WASHINGTON—U.S. Representatives Stephanie Murphy and Darren Soto introduced the Little Wekiva River Protection Act, which would add the Little Wekiva River to the National Park Service’s Wild and Scenic Rivers program, a designation that would provide the river with federal funding and other forms of federal support so that the river, once restored, can be preserved for present and future generations. Earlier this month, Murphy visited the Seminole County river to view the ecological damage it has suffered in recent years, and then quickly partnered with Soto, a member of the Natural Resources Committee, to address the problem. The Little Wekiva River used to be more than four feet deep and was enjoyed by individuals on kayaks, canoes, and small motor craft. Recently, the river has been rapidly overwhelmed by silt and debris, resulting in some areas becoming completely dry.
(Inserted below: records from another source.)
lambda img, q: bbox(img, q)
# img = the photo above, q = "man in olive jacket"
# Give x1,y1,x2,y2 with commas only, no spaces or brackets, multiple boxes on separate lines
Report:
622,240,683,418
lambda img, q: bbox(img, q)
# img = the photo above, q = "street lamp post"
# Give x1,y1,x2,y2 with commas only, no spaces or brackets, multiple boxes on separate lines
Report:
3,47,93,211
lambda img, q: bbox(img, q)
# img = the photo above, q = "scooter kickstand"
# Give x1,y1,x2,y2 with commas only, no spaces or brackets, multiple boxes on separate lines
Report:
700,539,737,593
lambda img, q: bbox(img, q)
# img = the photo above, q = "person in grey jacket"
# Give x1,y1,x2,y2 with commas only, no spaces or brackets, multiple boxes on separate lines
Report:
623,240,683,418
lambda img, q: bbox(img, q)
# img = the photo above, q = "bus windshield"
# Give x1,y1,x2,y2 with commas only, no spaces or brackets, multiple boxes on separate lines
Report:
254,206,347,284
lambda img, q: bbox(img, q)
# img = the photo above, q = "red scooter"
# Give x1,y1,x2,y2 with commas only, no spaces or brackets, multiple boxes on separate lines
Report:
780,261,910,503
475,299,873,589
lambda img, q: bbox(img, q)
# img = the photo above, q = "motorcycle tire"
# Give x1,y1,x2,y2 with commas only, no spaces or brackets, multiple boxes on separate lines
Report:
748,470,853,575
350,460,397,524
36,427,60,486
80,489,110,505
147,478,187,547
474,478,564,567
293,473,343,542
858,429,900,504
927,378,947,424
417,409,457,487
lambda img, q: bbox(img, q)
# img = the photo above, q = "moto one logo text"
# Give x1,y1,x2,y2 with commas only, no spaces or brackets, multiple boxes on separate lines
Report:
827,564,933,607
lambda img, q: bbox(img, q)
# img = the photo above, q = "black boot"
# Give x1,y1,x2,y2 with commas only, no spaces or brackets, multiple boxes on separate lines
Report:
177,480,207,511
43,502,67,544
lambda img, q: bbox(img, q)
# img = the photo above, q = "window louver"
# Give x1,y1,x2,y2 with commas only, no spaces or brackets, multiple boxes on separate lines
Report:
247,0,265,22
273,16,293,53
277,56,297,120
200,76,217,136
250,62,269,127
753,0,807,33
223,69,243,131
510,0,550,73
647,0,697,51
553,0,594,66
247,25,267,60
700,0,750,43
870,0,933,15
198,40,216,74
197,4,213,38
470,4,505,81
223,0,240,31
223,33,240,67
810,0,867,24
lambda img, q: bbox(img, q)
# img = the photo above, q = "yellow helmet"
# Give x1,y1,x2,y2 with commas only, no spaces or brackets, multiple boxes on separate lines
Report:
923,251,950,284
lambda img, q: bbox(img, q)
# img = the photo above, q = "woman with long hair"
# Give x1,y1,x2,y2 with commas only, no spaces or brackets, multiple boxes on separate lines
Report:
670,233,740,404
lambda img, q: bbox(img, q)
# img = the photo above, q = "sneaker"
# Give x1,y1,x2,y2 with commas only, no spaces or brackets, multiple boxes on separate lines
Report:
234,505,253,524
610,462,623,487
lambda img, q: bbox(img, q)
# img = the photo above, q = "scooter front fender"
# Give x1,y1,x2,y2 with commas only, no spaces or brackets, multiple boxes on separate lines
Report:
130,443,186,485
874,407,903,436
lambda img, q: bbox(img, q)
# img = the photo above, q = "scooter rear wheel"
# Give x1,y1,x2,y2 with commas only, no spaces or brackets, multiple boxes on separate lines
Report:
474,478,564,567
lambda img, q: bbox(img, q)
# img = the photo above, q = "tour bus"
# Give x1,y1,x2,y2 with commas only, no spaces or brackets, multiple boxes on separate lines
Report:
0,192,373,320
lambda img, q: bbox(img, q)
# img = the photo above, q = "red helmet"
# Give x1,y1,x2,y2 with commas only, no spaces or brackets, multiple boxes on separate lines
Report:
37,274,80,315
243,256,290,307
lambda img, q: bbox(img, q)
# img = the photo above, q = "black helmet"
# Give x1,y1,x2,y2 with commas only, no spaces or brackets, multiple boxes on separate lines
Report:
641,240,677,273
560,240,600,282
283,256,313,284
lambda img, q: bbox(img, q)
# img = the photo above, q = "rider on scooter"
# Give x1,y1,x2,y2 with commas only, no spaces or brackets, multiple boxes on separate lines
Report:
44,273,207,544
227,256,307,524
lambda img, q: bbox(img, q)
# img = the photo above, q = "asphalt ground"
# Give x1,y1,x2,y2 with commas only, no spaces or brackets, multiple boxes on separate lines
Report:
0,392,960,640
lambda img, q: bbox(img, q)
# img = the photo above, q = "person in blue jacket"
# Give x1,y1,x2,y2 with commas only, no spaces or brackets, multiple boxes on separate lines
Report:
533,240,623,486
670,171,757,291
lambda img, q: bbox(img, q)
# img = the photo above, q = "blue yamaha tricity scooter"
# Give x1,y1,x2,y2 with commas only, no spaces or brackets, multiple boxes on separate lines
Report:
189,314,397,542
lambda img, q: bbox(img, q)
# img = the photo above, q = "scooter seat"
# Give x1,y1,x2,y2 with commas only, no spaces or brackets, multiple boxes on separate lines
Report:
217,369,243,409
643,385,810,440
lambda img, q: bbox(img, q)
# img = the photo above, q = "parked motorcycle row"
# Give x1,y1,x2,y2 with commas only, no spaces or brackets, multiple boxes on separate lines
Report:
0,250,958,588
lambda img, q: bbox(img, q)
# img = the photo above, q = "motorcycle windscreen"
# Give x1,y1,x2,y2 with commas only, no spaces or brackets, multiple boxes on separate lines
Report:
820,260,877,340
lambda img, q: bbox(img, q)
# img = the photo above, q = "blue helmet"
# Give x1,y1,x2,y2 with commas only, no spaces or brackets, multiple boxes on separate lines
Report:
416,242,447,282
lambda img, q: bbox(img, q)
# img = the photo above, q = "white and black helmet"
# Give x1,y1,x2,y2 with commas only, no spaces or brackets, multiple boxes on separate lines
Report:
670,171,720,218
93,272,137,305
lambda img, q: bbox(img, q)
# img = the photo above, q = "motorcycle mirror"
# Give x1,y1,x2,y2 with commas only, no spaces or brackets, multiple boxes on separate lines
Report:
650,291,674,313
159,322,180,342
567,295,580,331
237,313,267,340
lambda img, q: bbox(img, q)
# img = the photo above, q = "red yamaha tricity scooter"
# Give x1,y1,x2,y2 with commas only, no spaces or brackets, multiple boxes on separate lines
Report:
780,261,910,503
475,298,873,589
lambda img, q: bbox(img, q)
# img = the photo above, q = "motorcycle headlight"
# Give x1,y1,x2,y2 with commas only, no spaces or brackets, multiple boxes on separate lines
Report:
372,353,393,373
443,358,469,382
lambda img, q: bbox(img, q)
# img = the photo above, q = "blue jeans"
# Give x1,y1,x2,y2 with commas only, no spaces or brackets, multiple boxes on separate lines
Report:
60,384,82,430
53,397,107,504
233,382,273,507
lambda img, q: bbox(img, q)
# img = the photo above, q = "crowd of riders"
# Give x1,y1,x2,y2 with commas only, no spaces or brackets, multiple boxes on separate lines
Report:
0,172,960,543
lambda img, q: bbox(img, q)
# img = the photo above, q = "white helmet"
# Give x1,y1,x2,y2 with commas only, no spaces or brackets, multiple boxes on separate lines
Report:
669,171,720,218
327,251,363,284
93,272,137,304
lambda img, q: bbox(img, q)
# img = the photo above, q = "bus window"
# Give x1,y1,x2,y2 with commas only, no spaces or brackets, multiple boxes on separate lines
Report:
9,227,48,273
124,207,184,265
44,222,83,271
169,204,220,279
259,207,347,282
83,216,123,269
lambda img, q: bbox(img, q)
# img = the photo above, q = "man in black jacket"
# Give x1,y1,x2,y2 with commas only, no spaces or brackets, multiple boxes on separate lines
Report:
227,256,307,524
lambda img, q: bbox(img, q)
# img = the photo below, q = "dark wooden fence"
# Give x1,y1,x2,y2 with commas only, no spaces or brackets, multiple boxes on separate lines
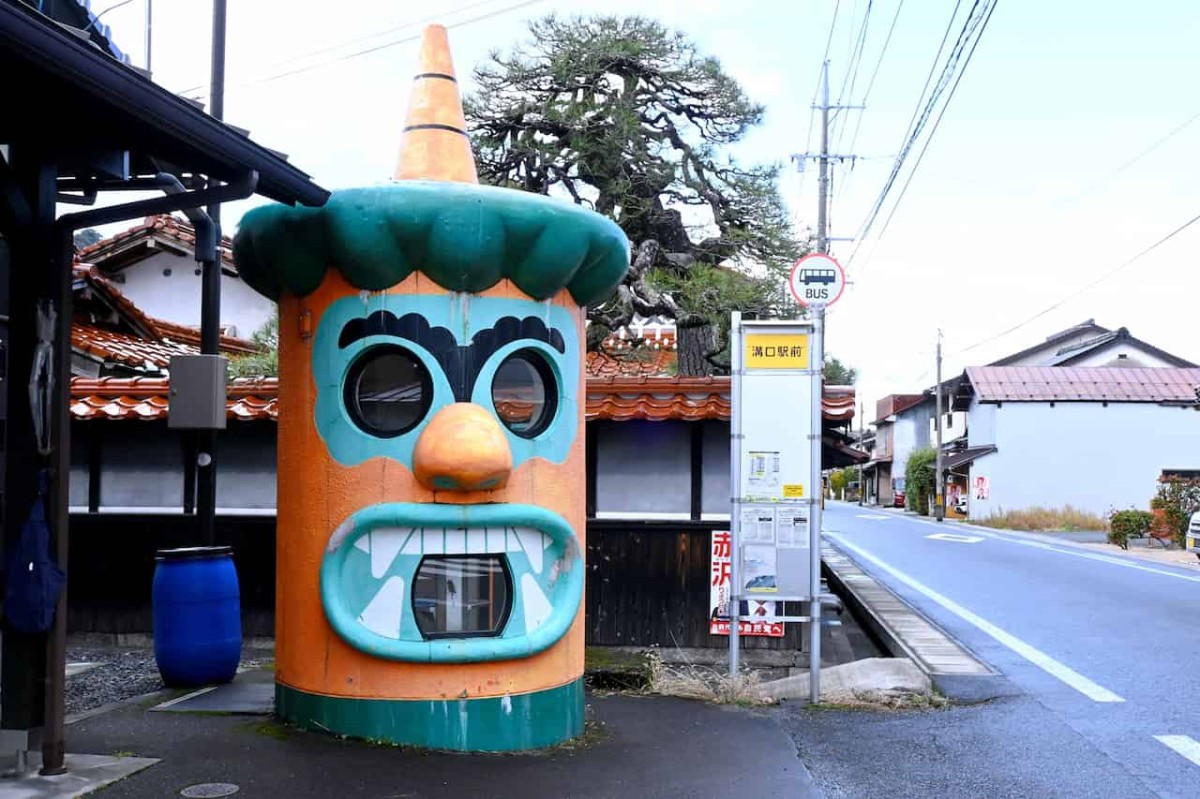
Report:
587,519,799,650
67,513,799,650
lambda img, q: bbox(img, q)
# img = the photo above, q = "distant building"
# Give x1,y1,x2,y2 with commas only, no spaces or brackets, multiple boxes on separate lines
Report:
949,366,1200,517
868,319,1200,516
989,319,1196,368
79,216,275,338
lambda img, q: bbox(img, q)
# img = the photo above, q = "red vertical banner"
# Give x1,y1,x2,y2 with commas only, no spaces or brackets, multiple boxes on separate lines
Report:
708,530,784,638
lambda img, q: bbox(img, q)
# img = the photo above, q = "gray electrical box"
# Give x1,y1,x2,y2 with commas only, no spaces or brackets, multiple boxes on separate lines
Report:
167,355,227,429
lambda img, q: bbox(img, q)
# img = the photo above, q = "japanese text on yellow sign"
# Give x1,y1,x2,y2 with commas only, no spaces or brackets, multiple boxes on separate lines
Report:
745,334,809,370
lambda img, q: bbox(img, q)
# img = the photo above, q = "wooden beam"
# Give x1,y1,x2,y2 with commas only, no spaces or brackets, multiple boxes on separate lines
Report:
688,421,704,522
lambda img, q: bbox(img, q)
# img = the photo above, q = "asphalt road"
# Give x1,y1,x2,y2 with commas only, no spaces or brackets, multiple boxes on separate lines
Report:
791,503,1200,798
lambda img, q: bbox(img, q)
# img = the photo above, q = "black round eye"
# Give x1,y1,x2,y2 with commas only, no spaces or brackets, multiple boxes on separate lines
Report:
343,344,433,438
492,349,558,438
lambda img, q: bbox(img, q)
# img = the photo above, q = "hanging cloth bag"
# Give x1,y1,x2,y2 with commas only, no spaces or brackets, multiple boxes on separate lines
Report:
4,470,67,633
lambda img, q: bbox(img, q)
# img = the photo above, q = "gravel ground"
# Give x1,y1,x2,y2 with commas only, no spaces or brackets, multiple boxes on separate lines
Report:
66,649,162,714
66,648,270,714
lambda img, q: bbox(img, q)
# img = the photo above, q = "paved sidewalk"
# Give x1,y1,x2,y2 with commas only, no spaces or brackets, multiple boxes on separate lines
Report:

“During my visit to the Little Wekiva River this month, I was struck by the environmental damage I saw,” said Murphy. “The degradation has severely limited the ability of residents to enjoy the river, created an increased risk of flooding, and destroyed animal and plant habitats. Alongside local advocates, I am working to save the river before it’s too late. This bill is one of numerous steps I have taken to protect this natural treasure so it can be enjoyed by Floridians for generations to come.”
“I am proud to work with Congresswoman Murphy and the House Committee on Natural Resources to protect the Little Wekiva River with a Wild and Scenic River designation,” said Soto. “Together, we will also work to stop the silt flows and ensure that its natural beauty is restored for future generations to enjoy.”
The Wild and Scenic Rivers program consists of rivers that have exceptional scenic, recreational, geologic, fish and wildlife, historic, cultural, or other values, and which are therefore given federal funding and other forms of support to protect them from degradation. The larger Wekiva River was added to the program in 2000. The Wekiva Wild and Scenic River System consists of the Wekiva River, along with Rock Springs Run, Wekiva Springs Run, and Black Water Creek, but the Little Wekiva River is not included. Murphy and Soto’s bill would add the Little Wekiva River to the existing Wekiva Wild and Scenic River System.
This legislation is the most recent in a series of actions taken by Murphy to save the Little Wekiva River. In June, Murphy sent a letter to the Environmental Protection Agency urging the federal agency to investigate what is causing the damage to the river and to determine whether the federal Clean Water Act may have been violated. In addition, Murphy secured in the House $688,000 to restore the river as part of a government funding bill that passed the House last month, and she is now working to get the measure through the Senate as well.